Tja, geschlossene Betriebssysteme und automatische Updates sind einfach eine unschlagbare Kombination. Statt das die Hersteller diese Drosselung einfach als Option angeboten und ggf. an die tatsächliche Akkuperformance gekoppelt hätten ...
zeichenkette 24.10.2018
2. Naja
Mittlerweile kann man die automatische Drosselung bei schwachem Akku bei iPhones abschalten. Und siehe da, die Dinger schalten sich dann unvermittelt aus, wenn der nach einigen Jahren ausgelutschte Akku bei Belastungsspitzendie Spannung nicht mehr aufrechterhalten kann. Andere Hersteller zucken dann mit den Schultern, dafür wird man dann nicht bestraft. Hätte Apple wohl besser auch so gemacht.
doktor MZ 24.10.2018
3. Re: Naja
Man kann auch einfach ein durchdachtes Produkt kaufen, dessen Akku man tauschen kann. Dann hat der Hersteller auch keinen Vorwand mehr, mich zu betrügen und heimlich mein Telefon auszubremsen...
mark-hochreiter 24.10.2018
4.
So recht verstehe ich die Aufregung nicht. Geplante Obsoleszenz ist doch mittlerweile ein fester Bestandteil des Wirtschaftsgeschehens. Bei der Glühbirne wusste es jeder, gemacht wurde aber nichts. Bei Alltagsgegenständen wundert man sich auch, warum die Sachen nicht halten. Ich bringe meinen Fön regelmäßig in eine bekannte Drogeriekette zurück, weil das Kaputtgehen, Teil des Geräts zu sein scheint. Bei Autos gab es die Abwrackprämie, weil unsichere Autos ungeschickt wären. Und bei Digitalen Endgeräten gibt es die schwerer nachzuweisende geplante Softwareobsoleszenz. Das alte Gerät, das eigentlich noch voll funktionsfähig ist, kommt mit den unglaublichen technischen Neuerungen in der digitalen Welt nicht mehr mit. Wer’s glaubt wird selig. Und wer sich ordentlich regelmäßig Neues kauft, der merkts ja auch gar nicht.
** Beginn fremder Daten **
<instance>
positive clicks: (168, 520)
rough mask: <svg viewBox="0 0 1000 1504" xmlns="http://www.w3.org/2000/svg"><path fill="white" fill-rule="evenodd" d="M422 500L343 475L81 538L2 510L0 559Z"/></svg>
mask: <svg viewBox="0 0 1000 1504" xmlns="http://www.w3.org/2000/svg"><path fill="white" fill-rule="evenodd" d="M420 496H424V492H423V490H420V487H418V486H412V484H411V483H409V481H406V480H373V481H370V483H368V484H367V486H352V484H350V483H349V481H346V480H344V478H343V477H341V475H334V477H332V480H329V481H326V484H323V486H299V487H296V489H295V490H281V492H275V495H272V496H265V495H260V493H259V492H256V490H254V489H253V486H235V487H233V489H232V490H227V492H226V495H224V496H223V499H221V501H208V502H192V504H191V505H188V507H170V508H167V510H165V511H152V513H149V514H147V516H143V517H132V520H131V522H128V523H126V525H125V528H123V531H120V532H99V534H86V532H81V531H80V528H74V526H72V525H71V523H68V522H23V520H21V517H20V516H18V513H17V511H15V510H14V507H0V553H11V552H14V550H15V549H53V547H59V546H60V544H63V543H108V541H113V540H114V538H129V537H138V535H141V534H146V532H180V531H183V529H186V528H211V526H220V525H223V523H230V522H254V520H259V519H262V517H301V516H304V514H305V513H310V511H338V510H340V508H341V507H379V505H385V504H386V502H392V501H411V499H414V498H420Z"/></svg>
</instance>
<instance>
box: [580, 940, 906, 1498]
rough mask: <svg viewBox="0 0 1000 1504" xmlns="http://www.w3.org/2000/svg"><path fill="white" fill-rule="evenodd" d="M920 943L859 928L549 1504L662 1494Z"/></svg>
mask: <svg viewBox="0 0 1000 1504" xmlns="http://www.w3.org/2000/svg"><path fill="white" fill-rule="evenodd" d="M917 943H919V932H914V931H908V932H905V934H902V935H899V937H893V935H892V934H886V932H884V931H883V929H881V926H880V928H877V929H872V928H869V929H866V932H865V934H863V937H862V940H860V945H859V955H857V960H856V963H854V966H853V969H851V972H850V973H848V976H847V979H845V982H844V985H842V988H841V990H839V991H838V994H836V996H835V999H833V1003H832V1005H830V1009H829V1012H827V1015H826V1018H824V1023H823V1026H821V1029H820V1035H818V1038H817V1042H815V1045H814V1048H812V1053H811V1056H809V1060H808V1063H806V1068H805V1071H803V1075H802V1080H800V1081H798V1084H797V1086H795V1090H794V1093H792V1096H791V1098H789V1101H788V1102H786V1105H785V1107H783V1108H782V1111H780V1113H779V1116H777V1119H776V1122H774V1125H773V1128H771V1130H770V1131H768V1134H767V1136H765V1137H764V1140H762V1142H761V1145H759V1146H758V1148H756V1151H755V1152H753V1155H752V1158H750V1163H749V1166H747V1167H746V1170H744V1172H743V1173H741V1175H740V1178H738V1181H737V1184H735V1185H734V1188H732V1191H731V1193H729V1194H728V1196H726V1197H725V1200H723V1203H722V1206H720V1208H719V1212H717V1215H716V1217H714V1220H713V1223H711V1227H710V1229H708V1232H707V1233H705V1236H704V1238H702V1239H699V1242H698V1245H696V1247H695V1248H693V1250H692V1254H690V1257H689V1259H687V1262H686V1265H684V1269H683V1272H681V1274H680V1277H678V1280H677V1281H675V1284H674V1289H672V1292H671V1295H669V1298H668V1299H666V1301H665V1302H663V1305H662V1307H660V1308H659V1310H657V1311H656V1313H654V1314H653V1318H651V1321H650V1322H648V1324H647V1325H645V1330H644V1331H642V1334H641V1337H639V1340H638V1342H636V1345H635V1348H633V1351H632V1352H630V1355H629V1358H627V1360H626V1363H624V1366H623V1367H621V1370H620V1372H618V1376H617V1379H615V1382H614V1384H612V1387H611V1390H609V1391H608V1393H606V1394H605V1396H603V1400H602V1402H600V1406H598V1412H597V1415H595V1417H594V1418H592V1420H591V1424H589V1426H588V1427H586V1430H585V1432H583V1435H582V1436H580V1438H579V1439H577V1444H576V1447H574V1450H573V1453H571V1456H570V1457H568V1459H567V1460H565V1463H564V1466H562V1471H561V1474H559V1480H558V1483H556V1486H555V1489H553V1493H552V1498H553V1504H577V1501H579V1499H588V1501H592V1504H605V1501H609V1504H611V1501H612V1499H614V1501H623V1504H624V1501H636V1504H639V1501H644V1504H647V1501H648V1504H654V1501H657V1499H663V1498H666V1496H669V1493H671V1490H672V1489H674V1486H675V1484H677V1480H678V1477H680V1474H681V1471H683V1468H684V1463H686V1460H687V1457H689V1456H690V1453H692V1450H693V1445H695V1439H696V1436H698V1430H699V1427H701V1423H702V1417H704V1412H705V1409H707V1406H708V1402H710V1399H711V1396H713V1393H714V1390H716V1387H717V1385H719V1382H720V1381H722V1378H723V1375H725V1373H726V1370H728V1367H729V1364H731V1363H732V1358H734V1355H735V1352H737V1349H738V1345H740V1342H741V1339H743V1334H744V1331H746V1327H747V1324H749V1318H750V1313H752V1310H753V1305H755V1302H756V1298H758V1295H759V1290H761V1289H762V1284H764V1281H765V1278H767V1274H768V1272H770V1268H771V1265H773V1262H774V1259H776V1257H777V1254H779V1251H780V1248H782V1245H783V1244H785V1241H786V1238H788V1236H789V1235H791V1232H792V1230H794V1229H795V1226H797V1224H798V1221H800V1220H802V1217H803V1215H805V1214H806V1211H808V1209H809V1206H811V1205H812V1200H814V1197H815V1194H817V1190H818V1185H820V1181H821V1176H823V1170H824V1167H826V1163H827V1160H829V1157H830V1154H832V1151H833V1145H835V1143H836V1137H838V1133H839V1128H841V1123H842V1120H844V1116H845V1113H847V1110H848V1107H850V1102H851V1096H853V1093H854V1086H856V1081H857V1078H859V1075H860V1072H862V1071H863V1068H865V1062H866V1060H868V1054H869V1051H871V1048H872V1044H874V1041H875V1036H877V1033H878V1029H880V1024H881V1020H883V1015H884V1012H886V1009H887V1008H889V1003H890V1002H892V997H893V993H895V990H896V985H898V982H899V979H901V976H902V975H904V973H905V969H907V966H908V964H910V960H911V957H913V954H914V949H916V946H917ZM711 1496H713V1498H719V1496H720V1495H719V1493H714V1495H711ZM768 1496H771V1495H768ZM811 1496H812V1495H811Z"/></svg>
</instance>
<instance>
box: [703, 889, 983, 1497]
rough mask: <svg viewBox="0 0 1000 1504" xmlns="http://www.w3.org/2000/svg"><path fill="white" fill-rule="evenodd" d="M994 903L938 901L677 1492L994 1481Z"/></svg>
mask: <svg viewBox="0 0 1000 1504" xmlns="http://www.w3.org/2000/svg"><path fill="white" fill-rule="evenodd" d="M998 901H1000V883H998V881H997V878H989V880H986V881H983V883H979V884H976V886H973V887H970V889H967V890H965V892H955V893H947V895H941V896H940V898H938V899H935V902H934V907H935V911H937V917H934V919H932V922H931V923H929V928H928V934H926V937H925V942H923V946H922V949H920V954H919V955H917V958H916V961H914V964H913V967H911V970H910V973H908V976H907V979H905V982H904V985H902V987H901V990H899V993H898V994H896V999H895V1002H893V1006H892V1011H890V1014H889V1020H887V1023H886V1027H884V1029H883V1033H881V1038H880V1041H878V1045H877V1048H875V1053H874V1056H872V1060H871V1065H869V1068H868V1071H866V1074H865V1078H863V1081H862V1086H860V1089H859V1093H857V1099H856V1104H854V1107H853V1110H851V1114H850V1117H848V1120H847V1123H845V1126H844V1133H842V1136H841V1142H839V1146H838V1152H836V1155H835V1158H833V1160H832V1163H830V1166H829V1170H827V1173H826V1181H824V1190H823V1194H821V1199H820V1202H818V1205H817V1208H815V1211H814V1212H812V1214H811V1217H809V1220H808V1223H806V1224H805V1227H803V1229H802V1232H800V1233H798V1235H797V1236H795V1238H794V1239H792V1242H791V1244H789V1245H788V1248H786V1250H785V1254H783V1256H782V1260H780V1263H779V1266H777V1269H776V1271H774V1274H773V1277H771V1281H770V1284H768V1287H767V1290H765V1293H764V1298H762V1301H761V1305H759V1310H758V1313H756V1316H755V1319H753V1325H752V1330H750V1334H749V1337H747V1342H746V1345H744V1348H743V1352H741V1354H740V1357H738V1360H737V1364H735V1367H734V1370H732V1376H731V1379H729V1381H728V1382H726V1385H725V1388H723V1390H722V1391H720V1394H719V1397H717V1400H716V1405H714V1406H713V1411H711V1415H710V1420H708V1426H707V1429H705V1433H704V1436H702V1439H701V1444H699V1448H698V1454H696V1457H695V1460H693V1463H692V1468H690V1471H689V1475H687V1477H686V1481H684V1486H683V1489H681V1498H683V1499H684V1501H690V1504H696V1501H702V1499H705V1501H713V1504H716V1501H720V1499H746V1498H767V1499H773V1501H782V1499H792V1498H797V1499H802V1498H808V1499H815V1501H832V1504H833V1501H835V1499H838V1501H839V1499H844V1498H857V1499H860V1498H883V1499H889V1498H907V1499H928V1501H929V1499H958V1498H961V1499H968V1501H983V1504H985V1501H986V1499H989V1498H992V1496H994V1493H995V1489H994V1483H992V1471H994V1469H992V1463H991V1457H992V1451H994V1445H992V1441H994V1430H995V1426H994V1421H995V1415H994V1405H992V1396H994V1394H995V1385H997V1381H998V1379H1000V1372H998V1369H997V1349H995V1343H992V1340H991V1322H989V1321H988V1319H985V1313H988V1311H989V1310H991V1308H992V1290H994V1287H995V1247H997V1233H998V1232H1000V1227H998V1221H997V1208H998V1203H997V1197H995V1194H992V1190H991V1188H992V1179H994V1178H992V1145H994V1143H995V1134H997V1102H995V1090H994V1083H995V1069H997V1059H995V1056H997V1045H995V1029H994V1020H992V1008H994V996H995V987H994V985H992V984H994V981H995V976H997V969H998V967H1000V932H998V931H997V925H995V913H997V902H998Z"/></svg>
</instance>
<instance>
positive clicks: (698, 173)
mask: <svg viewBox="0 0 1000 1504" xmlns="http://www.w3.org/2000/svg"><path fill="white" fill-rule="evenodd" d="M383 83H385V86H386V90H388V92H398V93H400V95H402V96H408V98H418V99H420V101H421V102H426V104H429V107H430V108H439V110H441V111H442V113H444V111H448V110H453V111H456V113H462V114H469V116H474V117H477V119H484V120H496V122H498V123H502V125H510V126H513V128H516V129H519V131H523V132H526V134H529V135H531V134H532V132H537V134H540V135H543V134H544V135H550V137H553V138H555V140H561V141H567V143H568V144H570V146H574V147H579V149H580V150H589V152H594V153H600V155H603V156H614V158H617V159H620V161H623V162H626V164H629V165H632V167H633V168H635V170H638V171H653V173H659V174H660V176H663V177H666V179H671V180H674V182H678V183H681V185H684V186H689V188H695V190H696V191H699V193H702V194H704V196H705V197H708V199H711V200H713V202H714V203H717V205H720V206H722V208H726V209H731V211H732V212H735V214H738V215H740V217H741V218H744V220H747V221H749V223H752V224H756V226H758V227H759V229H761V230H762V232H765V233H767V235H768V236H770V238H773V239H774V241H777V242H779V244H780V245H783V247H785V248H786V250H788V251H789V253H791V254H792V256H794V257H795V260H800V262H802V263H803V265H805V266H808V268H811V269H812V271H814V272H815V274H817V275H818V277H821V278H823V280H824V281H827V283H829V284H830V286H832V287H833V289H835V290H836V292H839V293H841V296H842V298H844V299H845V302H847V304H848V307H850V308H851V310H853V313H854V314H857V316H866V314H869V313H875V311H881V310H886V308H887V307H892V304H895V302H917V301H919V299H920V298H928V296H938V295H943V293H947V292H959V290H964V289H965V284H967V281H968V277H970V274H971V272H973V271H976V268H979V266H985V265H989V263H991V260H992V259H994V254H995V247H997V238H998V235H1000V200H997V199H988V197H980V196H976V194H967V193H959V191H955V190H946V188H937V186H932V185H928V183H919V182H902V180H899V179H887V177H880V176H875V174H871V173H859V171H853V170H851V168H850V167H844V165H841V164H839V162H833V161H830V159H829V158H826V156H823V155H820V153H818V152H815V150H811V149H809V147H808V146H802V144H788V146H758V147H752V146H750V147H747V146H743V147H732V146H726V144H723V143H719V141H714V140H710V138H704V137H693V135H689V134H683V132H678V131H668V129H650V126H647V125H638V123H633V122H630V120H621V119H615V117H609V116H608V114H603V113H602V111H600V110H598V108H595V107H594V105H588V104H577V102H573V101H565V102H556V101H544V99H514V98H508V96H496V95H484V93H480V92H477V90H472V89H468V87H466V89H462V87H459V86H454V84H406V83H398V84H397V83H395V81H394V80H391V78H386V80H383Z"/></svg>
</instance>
Also... kaufen marsch marsch!
Racer2017 25.10.2018
5. Bitte richtig recherchieren
Apple hat mitnichten primär die Geschwindigkeit gedrosselt, sondern die Leistungsaufnahme begrenzt, um die Geräte vor Abstürzen zu schützen, was auch reproduzierbar ist. Apple wird hier bestraft, weil sie die Lebensdauer älterer Geräte verlängert haben. Witz.